1548 Noël du Fail, pays de Rennes

Noël du Fail (Saint Erblon 1520, Rennes 1591) était juriste et conteur. Ce texte date de 1548. Il rapporte une partie de lutte narrée dans les baliverneries d'Eutrapel. L'intérêt de ce texte est majeur car non seulement il décrit précisément des prises, mais aussi il montre une pratique populaire de la lutte et cite des nom de hameaux et village du pays rennais. Ceci atteste, s'il en était besoin, de la pratique très étendue de la lutte bretonne.

Dans la retranscription ci-dessous, les commentaires et annotations du document seront insérées entre crochets. Les renvois aux texte d'origine seront présentés entre guillemets et entre crochets. ["   "]

les communes citées sont Mordelles, Pacé (le chateau des Planches, cf la carte ci-dessous), Bruz et Gévezé, Ercé et Noyal sur Seiche.
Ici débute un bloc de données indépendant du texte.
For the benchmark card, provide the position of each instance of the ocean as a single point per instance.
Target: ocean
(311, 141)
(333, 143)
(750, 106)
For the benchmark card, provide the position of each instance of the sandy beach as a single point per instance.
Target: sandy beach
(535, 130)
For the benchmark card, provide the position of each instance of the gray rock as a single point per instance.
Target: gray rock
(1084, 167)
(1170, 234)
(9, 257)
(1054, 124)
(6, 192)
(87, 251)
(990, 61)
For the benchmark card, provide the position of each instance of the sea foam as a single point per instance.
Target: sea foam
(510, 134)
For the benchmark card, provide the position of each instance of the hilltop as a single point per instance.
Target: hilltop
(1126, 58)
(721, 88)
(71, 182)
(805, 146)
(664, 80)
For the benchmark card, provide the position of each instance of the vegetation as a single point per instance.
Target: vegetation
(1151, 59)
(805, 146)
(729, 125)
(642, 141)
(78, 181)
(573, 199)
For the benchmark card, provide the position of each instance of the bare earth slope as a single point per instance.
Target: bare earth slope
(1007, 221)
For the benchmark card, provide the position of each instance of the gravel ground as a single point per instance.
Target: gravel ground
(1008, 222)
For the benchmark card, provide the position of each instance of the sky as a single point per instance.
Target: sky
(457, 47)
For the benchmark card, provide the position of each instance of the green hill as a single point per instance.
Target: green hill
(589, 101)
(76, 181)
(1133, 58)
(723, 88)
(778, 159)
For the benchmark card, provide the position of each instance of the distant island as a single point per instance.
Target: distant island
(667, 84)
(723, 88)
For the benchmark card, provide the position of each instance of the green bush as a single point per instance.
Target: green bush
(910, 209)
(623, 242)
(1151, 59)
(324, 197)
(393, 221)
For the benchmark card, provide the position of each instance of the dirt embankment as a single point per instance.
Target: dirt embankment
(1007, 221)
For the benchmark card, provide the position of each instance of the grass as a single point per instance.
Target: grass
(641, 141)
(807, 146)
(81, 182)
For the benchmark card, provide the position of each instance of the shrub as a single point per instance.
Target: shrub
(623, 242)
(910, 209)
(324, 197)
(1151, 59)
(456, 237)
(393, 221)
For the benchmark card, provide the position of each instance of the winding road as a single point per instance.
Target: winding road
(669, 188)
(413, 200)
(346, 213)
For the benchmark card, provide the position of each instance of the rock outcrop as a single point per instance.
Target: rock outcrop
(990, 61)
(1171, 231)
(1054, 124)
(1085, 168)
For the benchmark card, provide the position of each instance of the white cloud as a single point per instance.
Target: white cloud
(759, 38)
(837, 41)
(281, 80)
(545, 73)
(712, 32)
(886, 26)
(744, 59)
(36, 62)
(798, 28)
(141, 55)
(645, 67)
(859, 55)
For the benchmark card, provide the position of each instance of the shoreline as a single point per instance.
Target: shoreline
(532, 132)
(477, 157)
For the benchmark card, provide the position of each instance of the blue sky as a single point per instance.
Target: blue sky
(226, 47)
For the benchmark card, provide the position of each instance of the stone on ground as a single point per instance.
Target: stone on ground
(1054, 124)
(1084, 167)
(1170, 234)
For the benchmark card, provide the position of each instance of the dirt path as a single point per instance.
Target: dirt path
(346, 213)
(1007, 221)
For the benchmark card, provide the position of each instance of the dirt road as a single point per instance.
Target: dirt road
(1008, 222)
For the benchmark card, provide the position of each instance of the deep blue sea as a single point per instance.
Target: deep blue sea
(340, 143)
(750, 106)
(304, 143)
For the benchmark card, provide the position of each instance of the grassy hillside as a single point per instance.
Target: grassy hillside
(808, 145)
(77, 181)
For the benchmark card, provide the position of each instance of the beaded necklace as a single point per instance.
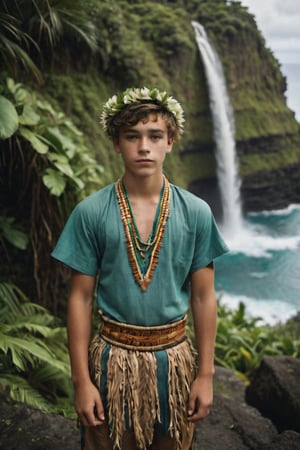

Ce texte est extrait de Gaël Milin : Noël du Fail, les Baliverneries d'Eutrapel, Librairie Klincksieck, Paris (Thèse soutenue à Rennes en 1969).

La retranscription

Le jour dit venu, chacun amena des lutteurs à toute épreuve ["   tons d'épreuve"] et expérimentés : les uns de Mordelles [à 13 km au Sud Ouest de Rennes], les autres des Planches [les Planches en Pacé, Nord-Ouest de Rennes], de Beaumanoir [hameau de Bruz], et étant arrivé au pré - lieu fixé d'avance ["préfix"] - chacun présenta son homme.
Le premier qui entra eut nom Pasquier, qui avait lutté le dimanche précédent à Gévezé [nord ouest de Rennes], et bien sachant qu'on lui baillerait un adversaire solide [" un bon rustre"], il entre avec son pourpoint étroit, sa chemise attachée entre les jambes avec une esquilette [cordon servant à attacher les chausses], parce qu'il n'avait su trouver braies [pantalon ample] à prêter ["à prest"].
L'autre bien entreprenant ["rebrassé"] entre par un autre côté, bien échangé, et en faisant l'important ["avec un grand brave"], protestant par son grand Dieu qu'il ne lui résisterait pas plus ["arrestoit emplus"] qu'un graion de mil dans la gueule d'un bélier...
De ce pas il se baisse, prend de l'herbe et s'en frotte les mains par une singulière façon de faire, s'en vient à Pasquier les bras tendus avec un élargissement de main disant "Donne-toi garde de moi si tu veux"; Il y a Siclere qui leva son chapeau sous son aisselle, l'un des juges commis, disant que le jeu devait être sans vilainie, et qu'ainsi était pratiqué par tout le pays, et qu'il ne gagnerait rien à lui rompre un bras ou autre chose.
"pasquier palissant (...) va vers ["s'adresse à"] lui sans daigner, ou atoucher en la main, ou faire autres politesses ["honnestetez"] qu'on fait au commencement.  Vous avez autrefois vu deux chiens qui n'osant s'attaquer ["ne s'osant attacher"] tournent l'un vers l'autre en grondant n'attaquant que le coup. Tels étaient ces gens de bien tournant à l'entour du rouet, tâchant par toute manières de se happer à son avantage (...). Pasquier fut fin et rusé qui prit son homme par le bras droit, le charge du croc dedans, l'enlève, et tellement le poursuit que le pourpoint - ô méchante toile - rompt et emporte sa pièce hautement et net. Au moyen de quoi le coup fut si grand que tous deux vont tomber aux deux coins ["quartiers"] du jeu, rapidement ["de roideur"]... O la belle chute ! Deux gros lourdauds, deux gros mâtins [grand et gros chiens de garde ou personne mailciause], il me semble ouvrir [enterndre] un grand chêne en la forêt de Brocéliande ["Brecelian"] qui par la force du vent déraciné, tombant renverse tout ce qu'il trouve.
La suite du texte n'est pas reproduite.